Several towns claim to have observed the first Decoration Day. Among these towns are Columbus, Mississippi, Macon and Columbus, Georgia, Richmond, Virginia, Boalsburg, Pennsylvania, Charleston, South Carolina, and Carbondale, Illinois. Then in 1966, Congress and President Lyndon Johnson declared Waterloo, New York to be the ‘Official birthplace’ of Decoration/Memorial Day based on this community’s regular observance, which had begun on May 5, 1866.
It wasn’t until 1971 that Memorial Day was declared a national holiday by an act of Congress and moved to the last Monday in the month of May.
Then in 2000, Congress passed Public Law 106-579, “The National Moment of Remembrance Act”. This law asks all Americans, no matter where they are, or what they are doing, at 3:00 pm local time on Memorial Day to observe a minute of silence in honor and memory of all who have served America.
Today, much of Memorial Day has become focused on its being the unofficial start of summer and there certainly is nothing wrong with that. After all, as family historians and genealogists, we can fully appreciate the whole idea of family gatherings no matter what the purpose. Gathering together, enjoying the late spring weather, perhaps firing up the barbeque grill, and just being together with family and friends. And when better to gather our precious and wonderful family stories, memories, and legends than when everyone is together for this holiday or any other.
So this Memorial Day Weekend, I hope you not only get those stories, but have as an additional goal to get the stories from all the veterans in your family. They are precious and what better time to ask than on Memorial Day? Oh, and be certain to write down the details!

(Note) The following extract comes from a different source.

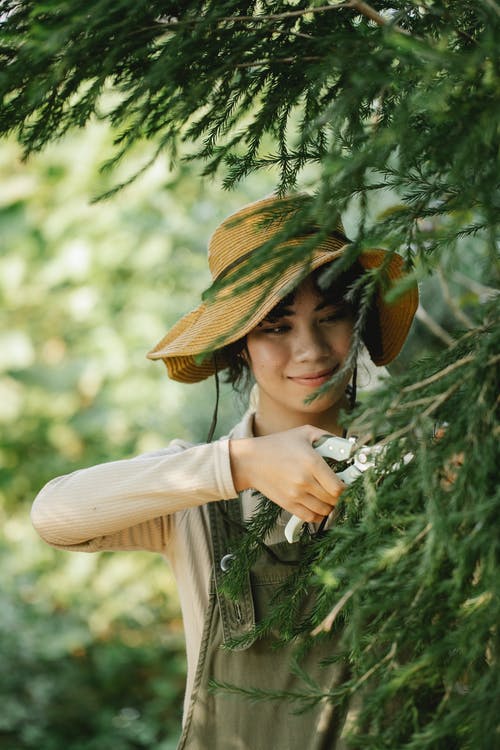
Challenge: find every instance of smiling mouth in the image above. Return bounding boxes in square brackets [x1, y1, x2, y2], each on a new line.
[288, 365, 340, 386]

My father rarely spoke of his military service and when he did, I was not yet pursuing our family history. I missed the opportunity to ask him about the units he served in during World War II. I remembered that he said he was a member of the 83rd Infantry Division, commonly called the ‘Thunderbolt’ and/or the ‘Ohio’ Division. I thought that was enough. Only too late did I realize that a division in the U.S. Army consists of between 10,000 and 15,000 men. Plus each division made up of several regiments, which in turn are made up of multiple companies, followed by platoons. Only having the name of his division has made it very challenging to now document his moves within the European Theatre of Operations while his division fought for 244 days, saw 2,735 members killed, 11,678 injured, 547 missing, and 288 captured. So believe me when I say don’t be shy, ask those detailed questions, and write down all the answers!
On a final note, I’d like to suggest you take just a minute or two and watch this wonderful YouTube video posted by Arlington National Cemetery and produced by ‘The Old Guard’. It is a time-lapse of their 2014 ‘Flags In’ volunteer work at Arlington. ‘Flags In’ is a marvelous tradition and one that will, or has, taken place across America at our National Cemeteries and others.
To all the men and women who served, fought for our freedoms, and especially to those who gave their lives I close with a sincere and heartfelt thank you. All Americans owe you each an everlasting debt of gratitude.